Prioritize optimal cath lab operations & protect cath lab staff
With the proportion of elective PCI cases declining from 80 percent to 40 percent in the past decade, flexible scheduling of staff, procedures and operators will continue to be important. Cath lab leaders should develop skills at managing and motivating staff, aligning physician and hospital incentives, and managing outlier clinicians. Manesh Patel, MD, chief of cardiology at Duke University Medical Center in Raleigh-Durham, N.C., detailed his effort to “drive care improvement by reducing practice variation” by physician operators. Along with standardized order sets, Duke was able to reduce waste by 57 percent from 2015 to 2016 by employing a dashboard to accurately monitor and report time and supply use by individual providers.

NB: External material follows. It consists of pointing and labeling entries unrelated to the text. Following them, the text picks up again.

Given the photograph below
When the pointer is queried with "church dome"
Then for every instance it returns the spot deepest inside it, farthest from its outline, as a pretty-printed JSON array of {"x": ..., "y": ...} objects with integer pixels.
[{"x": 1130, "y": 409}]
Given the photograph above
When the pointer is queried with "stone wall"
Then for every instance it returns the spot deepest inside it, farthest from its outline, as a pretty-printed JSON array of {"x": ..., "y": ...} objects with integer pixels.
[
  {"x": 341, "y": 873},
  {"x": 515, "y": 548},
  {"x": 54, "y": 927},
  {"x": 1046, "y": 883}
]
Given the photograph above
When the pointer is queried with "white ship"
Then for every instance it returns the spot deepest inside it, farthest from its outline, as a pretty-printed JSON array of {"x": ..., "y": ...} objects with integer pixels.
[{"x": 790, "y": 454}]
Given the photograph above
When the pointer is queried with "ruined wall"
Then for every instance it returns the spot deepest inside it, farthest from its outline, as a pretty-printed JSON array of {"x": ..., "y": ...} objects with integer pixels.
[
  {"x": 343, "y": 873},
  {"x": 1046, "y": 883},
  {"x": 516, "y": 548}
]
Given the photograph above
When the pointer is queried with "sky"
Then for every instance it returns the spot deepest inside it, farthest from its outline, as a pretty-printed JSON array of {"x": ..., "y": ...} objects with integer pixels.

Protecting physicians and staff from the occupational hazards of radiation exposure and orthopedic injuries was the exclusive focus of one SCAI session. New technologies including robotic PCI, weightless radiation protection shields and real-time radiation exposure monitors will enable concerned operators to protect themselves, at some cost. The most beneficial practices—the basics of time, distance and shielding—are inexpensive or even free, according to Ryan Reeves, MD, of the University of California at San Diego. Additional protection from fluoroscopy system upgrades, which can cost $100,000, could be justified in high-volume labs, he said. Robotic PCI is expensive but addresses both radiation exposure and orthopedic injury.

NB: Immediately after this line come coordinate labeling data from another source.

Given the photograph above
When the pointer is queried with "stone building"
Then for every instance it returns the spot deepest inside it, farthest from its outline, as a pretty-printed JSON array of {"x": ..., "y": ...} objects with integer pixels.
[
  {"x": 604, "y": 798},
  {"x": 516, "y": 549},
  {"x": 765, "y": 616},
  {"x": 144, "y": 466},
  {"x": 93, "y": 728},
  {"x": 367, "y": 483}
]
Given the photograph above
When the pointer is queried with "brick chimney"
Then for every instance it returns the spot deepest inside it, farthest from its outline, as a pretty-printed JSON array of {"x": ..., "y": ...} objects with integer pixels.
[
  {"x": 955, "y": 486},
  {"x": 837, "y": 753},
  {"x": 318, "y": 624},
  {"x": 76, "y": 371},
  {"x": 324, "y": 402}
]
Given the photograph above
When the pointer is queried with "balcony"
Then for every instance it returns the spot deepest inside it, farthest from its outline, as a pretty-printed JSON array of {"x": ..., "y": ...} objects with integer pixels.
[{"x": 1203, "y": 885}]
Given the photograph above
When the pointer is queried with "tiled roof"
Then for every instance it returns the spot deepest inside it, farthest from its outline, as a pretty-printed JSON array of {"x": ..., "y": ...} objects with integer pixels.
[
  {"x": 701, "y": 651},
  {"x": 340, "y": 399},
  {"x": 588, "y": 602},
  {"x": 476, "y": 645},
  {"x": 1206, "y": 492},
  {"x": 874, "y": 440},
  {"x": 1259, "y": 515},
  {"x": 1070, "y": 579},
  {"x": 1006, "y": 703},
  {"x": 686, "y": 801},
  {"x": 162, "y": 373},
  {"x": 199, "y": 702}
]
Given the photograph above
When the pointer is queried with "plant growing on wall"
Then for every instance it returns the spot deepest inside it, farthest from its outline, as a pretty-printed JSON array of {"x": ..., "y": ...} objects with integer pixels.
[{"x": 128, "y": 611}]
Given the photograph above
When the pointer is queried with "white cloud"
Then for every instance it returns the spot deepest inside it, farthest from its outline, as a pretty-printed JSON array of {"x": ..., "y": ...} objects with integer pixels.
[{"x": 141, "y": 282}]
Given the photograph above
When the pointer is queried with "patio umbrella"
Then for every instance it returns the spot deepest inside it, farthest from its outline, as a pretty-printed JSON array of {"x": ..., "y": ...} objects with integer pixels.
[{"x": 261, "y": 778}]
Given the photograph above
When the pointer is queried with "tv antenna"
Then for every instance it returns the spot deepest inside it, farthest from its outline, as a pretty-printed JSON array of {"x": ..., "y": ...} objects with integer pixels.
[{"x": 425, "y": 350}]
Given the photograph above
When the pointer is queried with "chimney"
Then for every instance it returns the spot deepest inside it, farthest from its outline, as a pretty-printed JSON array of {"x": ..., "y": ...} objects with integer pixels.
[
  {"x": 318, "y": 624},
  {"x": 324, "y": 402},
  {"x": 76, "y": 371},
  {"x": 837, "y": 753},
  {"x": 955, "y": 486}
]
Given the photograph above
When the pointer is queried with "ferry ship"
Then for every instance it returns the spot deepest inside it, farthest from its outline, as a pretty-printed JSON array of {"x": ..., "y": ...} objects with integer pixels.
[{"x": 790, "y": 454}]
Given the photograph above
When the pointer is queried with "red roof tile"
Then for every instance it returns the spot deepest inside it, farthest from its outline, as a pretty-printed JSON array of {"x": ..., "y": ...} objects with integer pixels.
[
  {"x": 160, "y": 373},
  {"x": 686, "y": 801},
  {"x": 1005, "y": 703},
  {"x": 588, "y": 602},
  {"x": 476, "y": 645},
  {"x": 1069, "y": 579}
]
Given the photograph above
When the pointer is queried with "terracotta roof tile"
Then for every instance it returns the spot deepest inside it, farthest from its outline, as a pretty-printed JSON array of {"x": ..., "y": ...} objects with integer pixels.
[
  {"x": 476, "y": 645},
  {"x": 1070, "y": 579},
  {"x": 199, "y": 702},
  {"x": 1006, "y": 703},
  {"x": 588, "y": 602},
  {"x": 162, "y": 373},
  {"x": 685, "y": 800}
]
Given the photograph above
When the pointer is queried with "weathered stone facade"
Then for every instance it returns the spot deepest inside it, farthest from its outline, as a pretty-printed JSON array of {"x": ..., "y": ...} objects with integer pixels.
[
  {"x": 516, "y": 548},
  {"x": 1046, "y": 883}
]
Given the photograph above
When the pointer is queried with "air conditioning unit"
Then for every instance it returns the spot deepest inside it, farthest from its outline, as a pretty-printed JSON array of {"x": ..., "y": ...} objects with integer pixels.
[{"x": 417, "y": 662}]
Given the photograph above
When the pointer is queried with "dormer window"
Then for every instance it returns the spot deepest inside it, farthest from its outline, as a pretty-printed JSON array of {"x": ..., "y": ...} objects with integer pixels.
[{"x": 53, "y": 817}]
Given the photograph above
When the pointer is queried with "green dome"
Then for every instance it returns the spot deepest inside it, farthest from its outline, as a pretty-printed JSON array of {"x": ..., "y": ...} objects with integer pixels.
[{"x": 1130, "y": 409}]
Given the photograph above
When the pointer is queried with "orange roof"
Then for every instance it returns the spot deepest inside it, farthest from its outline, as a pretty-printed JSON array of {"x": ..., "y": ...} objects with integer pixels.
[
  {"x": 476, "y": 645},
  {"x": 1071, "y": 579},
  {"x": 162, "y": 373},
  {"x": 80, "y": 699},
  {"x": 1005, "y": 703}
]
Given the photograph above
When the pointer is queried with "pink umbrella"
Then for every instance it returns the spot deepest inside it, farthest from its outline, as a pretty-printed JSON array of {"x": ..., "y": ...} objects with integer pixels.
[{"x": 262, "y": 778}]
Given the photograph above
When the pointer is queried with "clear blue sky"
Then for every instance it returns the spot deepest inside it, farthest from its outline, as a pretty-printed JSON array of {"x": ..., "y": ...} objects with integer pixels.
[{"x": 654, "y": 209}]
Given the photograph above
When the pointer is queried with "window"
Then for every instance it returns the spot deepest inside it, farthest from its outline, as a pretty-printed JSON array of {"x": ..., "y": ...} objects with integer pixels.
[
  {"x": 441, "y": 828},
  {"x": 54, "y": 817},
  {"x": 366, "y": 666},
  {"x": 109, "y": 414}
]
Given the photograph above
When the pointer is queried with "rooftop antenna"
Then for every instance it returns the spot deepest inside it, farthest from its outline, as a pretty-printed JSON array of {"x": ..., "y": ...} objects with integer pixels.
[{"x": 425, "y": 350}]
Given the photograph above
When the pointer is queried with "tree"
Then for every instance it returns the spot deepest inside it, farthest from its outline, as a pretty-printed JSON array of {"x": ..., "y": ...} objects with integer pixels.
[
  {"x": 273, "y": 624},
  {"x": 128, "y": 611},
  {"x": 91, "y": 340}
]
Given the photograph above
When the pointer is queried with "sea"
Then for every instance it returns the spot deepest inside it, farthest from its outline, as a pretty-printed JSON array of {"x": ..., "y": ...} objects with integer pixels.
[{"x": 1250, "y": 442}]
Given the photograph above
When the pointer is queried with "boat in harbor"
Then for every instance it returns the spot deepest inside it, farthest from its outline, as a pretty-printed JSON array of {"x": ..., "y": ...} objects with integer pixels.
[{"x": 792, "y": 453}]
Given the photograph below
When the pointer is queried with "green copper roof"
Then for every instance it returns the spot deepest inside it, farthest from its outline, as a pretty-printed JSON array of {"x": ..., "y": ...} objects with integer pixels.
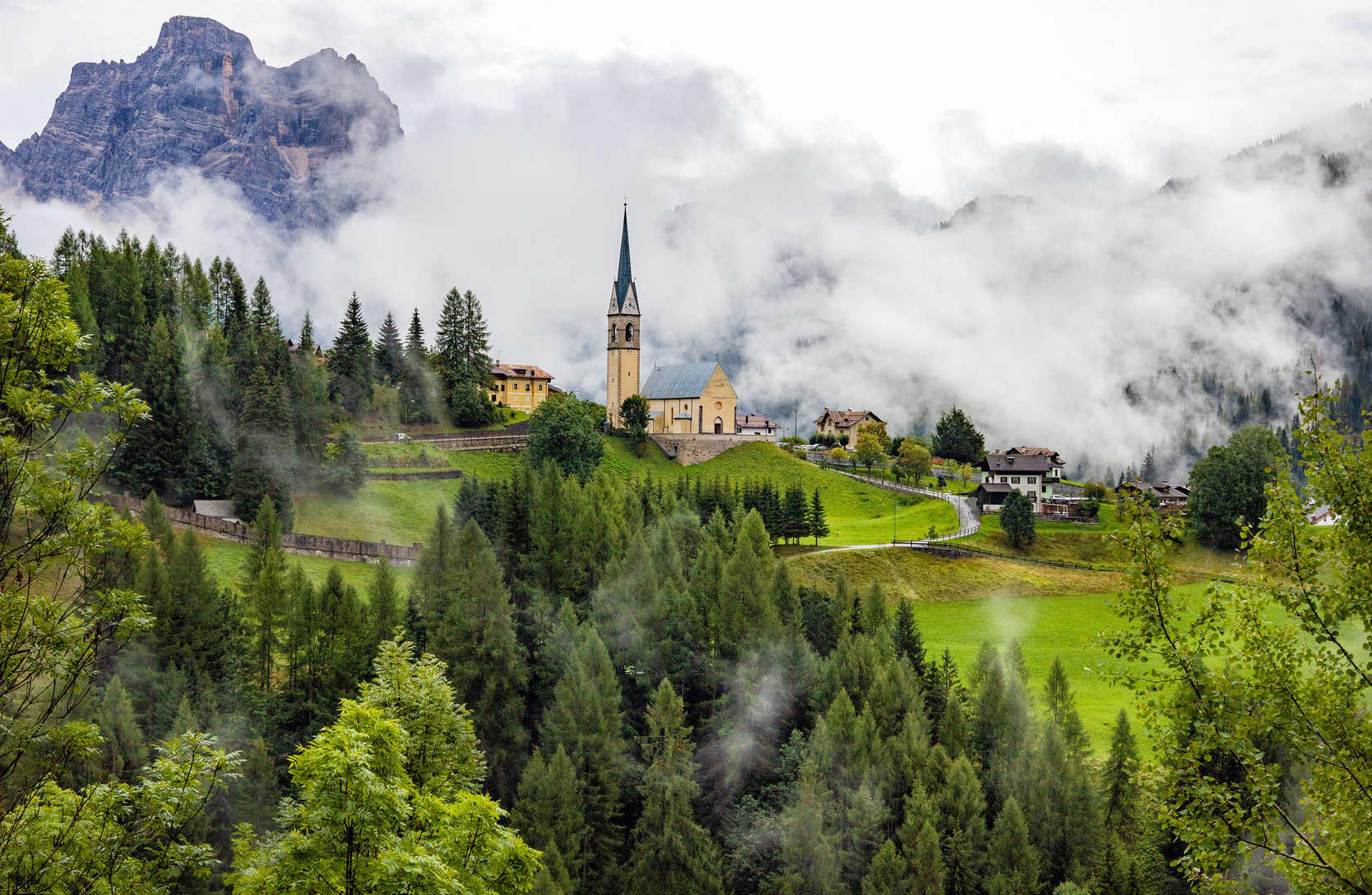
[
  {"x": 680, "y": 380},
  {"x": 624, "y": 273}
]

Burnout affects 50 percent of physicians, according to the American Medical Association, with the top contributors including clerical demands, overwork, underpayment, loss of professionalism and excessive scrutiny. James Goldstein, MD, of Beaumont Health System in southeast Michigan, recommended stress management techniques, such as exercise, good posture, eating well, life balance and getting enough sleep.
Embrace clinical pathways & quality tools
Clinical pathways and quality tools can help operators reduce waste before, during and after procedures as well as reduce complications and costs—in some cases even more so than new technological breakthroughs. To be effective though, they need to be disseminated widely and applied broadly. MedAxiom presenters and Jordan Safirstein, MD, of Morristown Medical Center in New Jersey, discussed how same-day PCI discharge pathways led to an effort to change the now-obsolete SCAI guidelines on length of stay after PCI. Over time, many centers have transitioned from the high-cost traditional TAVR pathway to a minimalist approach characterized by avoiding general anesthesia, surgical cut-downs, extended lengths of stay and prolonged bedrest, explained Mauricio Cohen, MD, of the University of Miami.

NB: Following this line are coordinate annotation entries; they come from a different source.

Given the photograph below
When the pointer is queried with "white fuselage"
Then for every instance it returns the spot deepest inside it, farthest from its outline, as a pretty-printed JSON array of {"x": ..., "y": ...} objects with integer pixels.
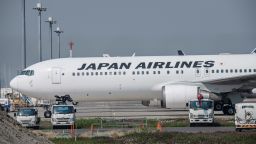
[{"x": 128, "y": 78}]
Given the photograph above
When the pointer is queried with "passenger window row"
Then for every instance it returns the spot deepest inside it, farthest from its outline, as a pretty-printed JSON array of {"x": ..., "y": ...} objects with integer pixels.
[
  {"x": 153, "y": 72},
  {"x": 98, "y": 73},
  {"x": 27, "y": 72},
  {"x": 230, "y": 71}
]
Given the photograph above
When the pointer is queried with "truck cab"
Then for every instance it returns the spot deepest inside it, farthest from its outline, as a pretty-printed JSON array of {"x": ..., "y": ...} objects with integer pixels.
[
  {"x": 5, "y": 104},
  {"x": 201, "y": 111},
  {"x": 27, "y": 117},
  {"x": 63, "y": 115},
  {"x": 245, "y": 115}
]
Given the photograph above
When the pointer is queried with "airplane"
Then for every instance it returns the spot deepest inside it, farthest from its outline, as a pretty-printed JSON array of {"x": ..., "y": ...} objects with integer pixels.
[{"x": 226, "y": 78}]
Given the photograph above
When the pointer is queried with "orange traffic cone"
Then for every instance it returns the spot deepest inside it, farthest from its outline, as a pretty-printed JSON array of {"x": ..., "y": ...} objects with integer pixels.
[{"x": 158, "y": 126}]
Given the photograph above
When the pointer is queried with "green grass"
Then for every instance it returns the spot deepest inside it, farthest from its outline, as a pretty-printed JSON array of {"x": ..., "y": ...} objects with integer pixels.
[{"x": 152, "y": 138}]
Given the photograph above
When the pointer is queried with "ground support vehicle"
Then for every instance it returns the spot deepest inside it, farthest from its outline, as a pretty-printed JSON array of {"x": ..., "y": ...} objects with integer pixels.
[
  {"x": 245, "y": 116},
  {"x": 201, "y": 111},
  {"x": 28, "y": 117}
]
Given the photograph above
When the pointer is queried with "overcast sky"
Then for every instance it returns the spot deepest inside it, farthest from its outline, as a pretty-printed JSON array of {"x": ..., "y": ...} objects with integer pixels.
[{"x": 122, "y": 27}]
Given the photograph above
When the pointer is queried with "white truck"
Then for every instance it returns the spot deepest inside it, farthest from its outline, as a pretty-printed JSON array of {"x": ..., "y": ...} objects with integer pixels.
[
  {"x": 28, "y": 117},
  {"x": 5, "y": 104},
  {"x": 245, "y": 115},
  {"x": 63, "y": 115},
  {"x": 201, "y": 111}
]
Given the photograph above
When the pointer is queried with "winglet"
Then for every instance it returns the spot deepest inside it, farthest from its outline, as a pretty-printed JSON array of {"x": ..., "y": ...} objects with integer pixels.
[
  {"x": 254, "y": 51},
  {"x": 181, "y": 53}
]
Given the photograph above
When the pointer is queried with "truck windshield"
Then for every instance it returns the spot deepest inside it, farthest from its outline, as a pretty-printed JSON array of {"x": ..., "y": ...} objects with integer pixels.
[
  {"x": 204, "y": 105},
  {"x": 63, "y": 109},
  {"x": 26, "y": 112}
]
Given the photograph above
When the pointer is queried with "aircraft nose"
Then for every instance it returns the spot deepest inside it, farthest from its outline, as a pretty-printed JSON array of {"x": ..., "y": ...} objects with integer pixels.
[{"x": 14, "y": 83}]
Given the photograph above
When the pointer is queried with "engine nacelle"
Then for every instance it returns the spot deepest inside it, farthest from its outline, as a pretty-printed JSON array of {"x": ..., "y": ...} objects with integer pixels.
[{"x": 176, "y": 96}]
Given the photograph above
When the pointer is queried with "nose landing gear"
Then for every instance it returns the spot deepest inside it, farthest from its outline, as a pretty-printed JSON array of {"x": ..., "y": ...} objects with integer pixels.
[{"x": 60, "y": 100}]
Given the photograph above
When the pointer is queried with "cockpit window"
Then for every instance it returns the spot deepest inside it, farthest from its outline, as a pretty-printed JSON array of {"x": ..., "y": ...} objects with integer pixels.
[{"x": 27, "y": 72}]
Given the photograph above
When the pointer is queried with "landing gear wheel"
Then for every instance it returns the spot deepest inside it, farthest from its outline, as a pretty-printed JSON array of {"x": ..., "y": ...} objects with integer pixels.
[{"x": 47, "y": 114}]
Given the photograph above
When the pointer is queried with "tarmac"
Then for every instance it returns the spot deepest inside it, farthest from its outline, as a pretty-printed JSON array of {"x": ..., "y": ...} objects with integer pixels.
[{"x": 128, "y": 110}]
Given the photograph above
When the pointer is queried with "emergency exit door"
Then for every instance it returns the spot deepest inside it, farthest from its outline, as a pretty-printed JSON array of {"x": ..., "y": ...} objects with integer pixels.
[{"x": 56, "y": 76}]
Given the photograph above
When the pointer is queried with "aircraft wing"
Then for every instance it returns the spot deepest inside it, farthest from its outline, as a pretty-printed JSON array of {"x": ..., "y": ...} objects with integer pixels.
[{"x": 242, "y": 80}]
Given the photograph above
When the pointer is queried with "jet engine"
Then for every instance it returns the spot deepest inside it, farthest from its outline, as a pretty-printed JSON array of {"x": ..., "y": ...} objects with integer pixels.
[{"x": 177, "y": 96}]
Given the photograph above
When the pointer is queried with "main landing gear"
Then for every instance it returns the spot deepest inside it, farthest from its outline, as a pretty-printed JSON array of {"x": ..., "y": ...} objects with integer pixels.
[
  {"x": 227, "y": 108},
  {"x": 60, "y": 100}
]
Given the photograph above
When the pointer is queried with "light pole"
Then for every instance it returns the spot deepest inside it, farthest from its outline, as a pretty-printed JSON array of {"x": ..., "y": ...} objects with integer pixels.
[
  {"x": 59, "y": 31},
  {"x": 40, "y": 9},
  {"x": 71, "y": 44},
  {"x": 24, "y": 34},
  {"x": 51, "y": 22}
]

Interventional cardiology has no shortage of proven, evidence-based tools for improving quality, as several boot camp presenters noted. The field’s operators are positioned to reduce inappropriate PCIs by committing to better documentation and limit contrast-induced nephropathy and bleeding complications by championing risk assessments linked to fluid management, anticoagulation and vascular access choices.
The next several years are poised to bring the most dramatic changes in healthcare reimbursement seen in decades. One thing is certain: Value-based reimbursement is here to stay, and all of us—physicians, hospitals and insurers—need to move swiftly to prepare for the shift.
Arnold H. Seto, MD, MPA, and Robert J. Applegate, MD, are interventional cardiologists at the Long Beach Veterans Affairs Medical Center in California and the Wake Forest Baptist Medical Center in Winston-Salem, N.C., respectively. Seto directed SCAI’s 2017 Cath Lab Leadership Boot Camp while Applegate was the scientific sessions program chair.